Despite the alarming rise in reports of C. auris infections over the past decade, the reported numbers represent perhaps an underestimation of the true incidence since the fungus is difficult to identify by conventional phenotypic and biochemical tests in routine clinical laboratory practice (14). The commercial microbial identification systems, such as Vitek-2 YST, API AUX 20C, BD Phoenix, and MicroScan, may misidentify C. auris (12, 15).
Accurate identification of Candida species is important to initiate appropriate antifungal treatment and prevent its spread within the hospital. Various tests developed for rapid identification of C. auris use either DNA-based or matrix-assisted laser desorption ionization–time of flight (MALDI-TOF)-based protein profiling (2, 16–18). The majority of the clinical laboratories performing routine assays are not equipped with such advanced facilities. Further, sending the unidentified yeast to reference laboratories adds to the turnaround time. While major attention and efforts have focused on rapid detection using advanced molecular techniques, the development of an easy-to-prepare, low-cost, and yet reproducible and sensitive method for resource-limited settings is largely ignored. In this study, we attempted to develop a selective medium which could significantly reduce the time and cost associated with the identification of C. auris even in low-resource health care settings. The first phase of the study was physiological stress induction, and the result from this served as the concept behind formulating the selective medium.
MATERIALS AND METHODS
Isolates, culture, and antifungal susceptibility testing.

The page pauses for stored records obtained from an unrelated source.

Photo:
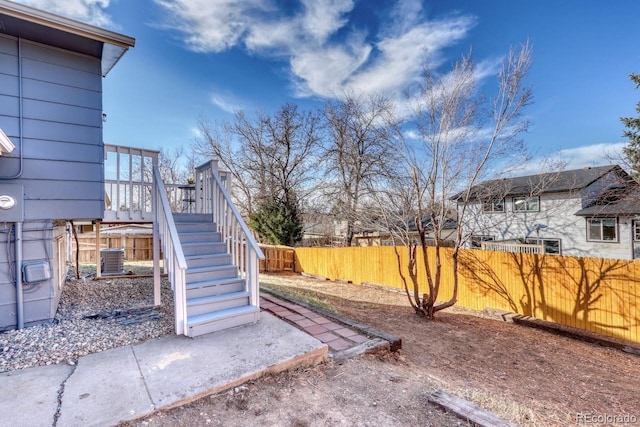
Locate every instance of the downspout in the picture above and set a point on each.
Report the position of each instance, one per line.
(19, 294)
(21, 118)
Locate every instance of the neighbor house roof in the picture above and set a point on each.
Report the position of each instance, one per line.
(553, 182)
(628, 204)
(43, 27)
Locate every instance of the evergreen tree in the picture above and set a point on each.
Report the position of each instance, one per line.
(278, 221)
(632, 132)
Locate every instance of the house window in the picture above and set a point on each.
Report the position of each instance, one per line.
(494, 205)
(526, 204)
(602, 230)
(476, 241)
(551, 246)
(636, 231)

For standardization, a total of 18 C. auris isolates, including 6 fluconazole-resistant, 6 fluconazole-susceptible, 2 caspofungin-resistant, 2 caspofungin-susceptible, and 2 reference isolates, were used (Table 1). To confirm resistance or susceptibility, we perform microbroth dilution antifungal susceptibility testing following Clinical and Laboratory Standards Institute (CLSI) M-60 guidelines (19). A fluconazole MIC of ≥32 μg/ml and a caspofungin MIC of ≥2 μg/ml were considered to represent resistance per the breakpoints proposed by the Centers for Disease Control and Prevention (CDC), Atlanta, GA (20).
TABLE 1.
List of 18 C. auris isolates included in the standardization of the mediuma
| Sl no. | Isolate category | Isolation site | No. of isolates | MIC (μg/ml) |
|---|---|---|---|---|
| 1 | Fluconazole resistant | Blood | 2 | 512 (both isolates) |
| Hospital environment (ECG leads) | 2 | 256 (both isolates) | ||
| Patient’s skin and groin | 2 | 256 (both isolates) | ||
| 2 | Fluconazole susceptible | Blood | 2 | 4 (both isolates) |
| Hospital environment (temp probes) | 2 | 0.5 (both isolates) | ||
| Patient’s skin and axilla | 2 | 0.5 (both isolates) | ||
| 3 | Caspofungin resistant | Blood | 1 | 16 |
| Blood | 1 | 16 | ||
| 4 | Caspofungin susceptible | Blood | 1 | 0.125 |
| Blood | 1 | 0.125 | ||
| 5 | Reference strain (JCM 15448, Japan); fluconazole susceptible, caspofungin susceptible |
Ear | 1 | 1 0.5 |
| 6 | Reference strain (CBS 12372, South Korea); fluconazole susceptible, caspofungin susceptible |
Blood | 1 | 2 0.5 |
CBS, Centraalbureau voor Schimmelcultures, Utrecht, Netherlands; ECG, echocardiogram; JCM, Japan Collection of Microorganisms; Sl, serial.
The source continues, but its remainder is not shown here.